For seven years after the death of Captain Cook no foreign vessel ventured to touch at the Islands. After that time many of the vessels engaged in the fur trade on the northwest coast of America called at the Islands for supplies on their way to Canton or ran down here to spend the winter. Waimea, Kauai, and Kealakekua bay were the two harbors most frequented by them. Fire arms, powder and shot were the articles most in demand among the natives.

THE RISE OF KAMEHAMEHA.

At the death of Kalaniopuu, Moi, of Hawaii, in 1782, a civil war broke out, which rent the Island into three petty sovereignties, which were presently reduced to two.

The districts of Kohala and Kona were held by Kamehameha, a nephew of the late king, while the other districts were loyal to his son, Keoua. After a sanguinary war lasting nine years (during which Kamehameha had ravaged West Maui and conquered the district of Hamakua), he became master of the whole of the Island of Hawaii by the assassination of his rival, Keoua, at Kawaihae, in 1791.

VISITS OF VANCOUVER.

The name of Capt.
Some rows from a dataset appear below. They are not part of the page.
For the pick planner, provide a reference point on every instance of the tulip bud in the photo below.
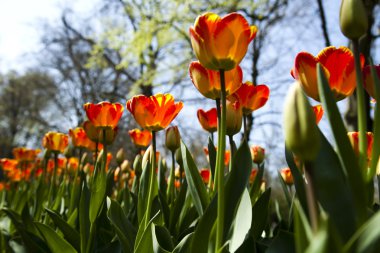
(173, 138)
(353, 18)
(301, 131)
(120, 156)
(258, 154)
(137, 164)
(234, 116)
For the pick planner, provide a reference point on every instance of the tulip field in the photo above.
(54, 202)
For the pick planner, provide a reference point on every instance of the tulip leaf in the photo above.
(201, 235)
(196, 186)
(344, 148)
(84, 222)
(366, 238)
(236, 183)
(332, 191)
(175, 210)
(376, 126)
(98, 192)
(124, 229)
(260, 214)
(143, 193)
(212, 156)
(162, 241)
(302, 229)
(299, 182)
(56, 243)
(242, 222)
(70, 234)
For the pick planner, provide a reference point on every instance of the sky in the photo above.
(19, 34)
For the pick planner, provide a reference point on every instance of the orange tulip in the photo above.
(369, 83)
(25, 154)
(140, 138)
(79, 138)
(318, 111)
(221, 43)
(208, 81)
(154, 113)
(258, 154)
(208, 119)
(251, 97)
(104, 114)
(253, 175)
(56, 142)
(338, 65)
(205, 174)
(287, 176)
(354, 139)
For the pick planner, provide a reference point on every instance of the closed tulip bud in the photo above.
(120, 156)
(353, 18)
(173, 138)
(301, 131)
(258, 154)
(234, 117)
(137, 164)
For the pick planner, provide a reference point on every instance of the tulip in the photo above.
(172, 138)
(221, 43)
(353, 18)
(354, 139)
(25, 154)
(318, 111)
(338, 65)
(234, 118)
(208, 119)
(154, 113)
(104, 114)
(251, 97)
(258, 154)
(141, 138)
(369, 83)
(208, 81)
(55, 142)
(287, 176)
(301, 131)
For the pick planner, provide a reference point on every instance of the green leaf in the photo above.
(176, 210)
(144, 243)
(196, 186)
(212, 156)
(299, 182)
(367, 237)
(201, 235)
(283, 242)
(242, 222)
(143, 193)
(70, 234)
(236, 183)
(184, 245)
(124, 229)
(84, 222)
(162, 241)
(345, 152)
(98, 192)
(260, 215)
(302, 230)
(56, 243)
(332, 190)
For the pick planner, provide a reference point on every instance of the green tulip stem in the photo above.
(151, 177)
(220, 163)
(170, 190)
(362, 121)
(311, 199)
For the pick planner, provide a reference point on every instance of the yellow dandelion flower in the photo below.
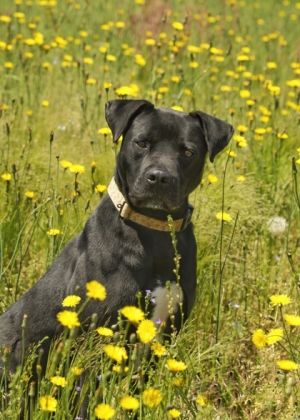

George Vancouver is still cherished as that of a wise and generous benefactor to these Islands. During his

survey of the northwest coast of America in 1792-1794, he made three visits to the Islands. He uniformly refused to sell fire arms or ammunition to the chiefs, but gave them useful plants and seeds, and presented Kamehameha with the first cattle and sheep ever landed in the Islands. On the 25th of February, 1794, Kamehameha and his chiefs voluntarily placed Hawaii under the protection of Great Britain, in token of which the British flag was hoisted on shore at Kealakekua.

CONQUEST OF OAHU.

After the death of Kahekili, the sovereign of the leeward Islands, in 1794, a civil war broke out between his brother Kaeo and his son Kalanikupule, in which the former was killed. Soon after Kalanikupule treacherously massacred Captains Brown and Gordon, who had assisted him in the late war, and seized

their vessels in the harbor of Honolulu.